Thompson's scleral reinforcement procedure stops that extra bulge from getting any larger.
Although the procedure has an almost 90 percent success rate, the surgery is not very popular. Only a handful of doctors around the world perform the surgery, and many others have never even heard of it.
Thompson said that most optometrists and ophthalmologists don't know about the procedure because not much has been published on the subject.
"I've been one of the few people writing very much about it and unless you write about a procedure, unfortunately, people aren't always aware of it," Thompson said. "But I'm in practice, too, so I only have a certain amount of time to write," he said.
Unfortunately, because so many doctors are unaware of the surgery, patients afflicted with the disease often don't know that there is a cure.
"I think a lot of doctors see these patients and tell them nothing can be done," Thompson said. "These patients get discouraged, stop seeing their ophthalmologists and end up following their optometrists trying to get stronger glasses.
"I think if more optometrists and ophthalmologists thought of the procedure when they saw a patient in this category, there would be a lot more of these operations done," he said.
In fact, it was an article by Thompson in Ophthalmic Surgery magazine that caught the eye of Nagy's ophthalmologist, Dr. Ann Sowers.
"I read about it in a medical journal and I contacted Dr. Thompson to see if he would take [Nagy] as a patient," Sowers said.
Sowers gave Nagy the article to think about.
"Of course I told her I've got to do it; I have no choice," Nagy said. Her eyesight at the time was so poor that she needed 20-diopter lenses. A diopter is a measurement of the refractive power of a lens. Most myopics never need more than four-diopter lenses.
Nagy flew to California in 1988 to consult with Thompson and underwent surgery on both of her eyes that December. Six months later, she returned for a cataract-removal operation.
"It was very uncomfortable but it wasn't painful," Nagy said of the scleral reinforcement surgery. "My eye muscles were very sore."
The surgery, which took about an hour, consisted of placing a strip of sclera - the white part of the eye - from an eye donor behind Nagy's eye to keep the eyeball from getting any longer.
"It's a fairly lengthy operation in terms of going in back of the eye, taking all the tissues down and going under all the muscles," Thompson said.
The surgery cost between $2,500 and $3,000 per eye and included several months of pre- and postoperative care. The amount is comparable with other types of eye surgery and is covered under most medical-insurance plans.
Nagy's surgery was a success, according to Thompson. The operation managed to stabilize Nagy's worsening eyesight and has even improved her vision, although it is not designed for that purpose.
"It's not an operation that's designed to improve vision although sometimes it does on younger patients.

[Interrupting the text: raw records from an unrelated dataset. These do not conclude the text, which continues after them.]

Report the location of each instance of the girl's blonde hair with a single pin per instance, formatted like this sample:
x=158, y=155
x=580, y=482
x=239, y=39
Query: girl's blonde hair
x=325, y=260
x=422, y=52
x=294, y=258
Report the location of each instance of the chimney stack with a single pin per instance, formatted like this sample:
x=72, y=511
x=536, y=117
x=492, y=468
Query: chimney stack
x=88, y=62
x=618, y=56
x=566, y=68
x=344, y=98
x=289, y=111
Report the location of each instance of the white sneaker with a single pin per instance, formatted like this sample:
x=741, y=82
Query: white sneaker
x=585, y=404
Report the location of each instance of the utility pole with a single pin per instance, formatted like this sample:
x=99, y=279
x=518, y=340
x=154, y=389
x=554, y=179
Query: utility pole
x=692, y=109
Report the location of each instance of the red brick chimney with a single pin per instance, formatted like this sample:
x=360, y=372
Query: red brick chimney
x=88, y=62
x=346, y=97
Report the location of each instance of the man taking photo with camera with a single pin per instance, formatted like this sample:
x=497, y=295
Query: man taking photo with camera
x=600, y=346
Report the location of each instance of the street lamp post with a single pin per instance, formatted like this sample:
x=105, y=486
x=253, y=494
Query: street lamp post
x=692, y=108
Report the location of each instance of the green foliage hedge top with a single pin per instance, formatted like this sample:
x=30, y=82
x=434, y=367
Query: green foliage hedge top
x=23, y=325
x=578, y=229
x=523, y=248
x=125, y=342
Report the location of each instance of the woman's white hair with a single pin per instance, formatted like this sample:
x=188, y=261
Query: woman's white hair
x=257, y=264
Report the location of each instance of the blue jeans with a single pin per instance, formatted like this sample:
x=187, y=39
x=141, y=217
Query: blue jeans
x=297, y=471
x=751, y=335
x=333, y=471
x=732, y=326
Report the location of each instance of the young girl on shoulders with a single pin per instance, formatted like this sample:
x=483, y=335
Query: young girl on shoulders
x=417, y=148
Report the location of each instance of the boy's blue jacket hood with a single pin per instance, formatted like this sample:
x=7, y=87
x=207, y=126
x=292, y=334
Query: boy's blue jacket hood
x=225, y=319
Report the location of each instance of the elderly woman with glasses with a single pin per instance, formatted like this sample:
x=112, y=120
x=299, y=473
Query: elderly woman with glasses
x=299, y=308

It's primarily designed to prevent them from losing the sight they already have in both eyes," Thompson said.
"[Nagy's] vision at this point is not real good, despite the fact that she's had the scleral reinforcement surgery," Thompson said. "But it's a lot better than before she had this done. Unfortunately, she had had a considerable loss of vision and a considerable amount of deterioration before I saw her.
"She's a super-nice lady and I wish I'd been able to get at her 10 years before I did," Thompson said. "If I had, I think I would have had a better chance at maintaining a lot more of her vision for the rest of her life."
Nagy will probably never be able to see perfectly without help, but she said the surgery was definitely worth it.
"I can see," she said. "With the right glasses, I'll be able to see 20/20."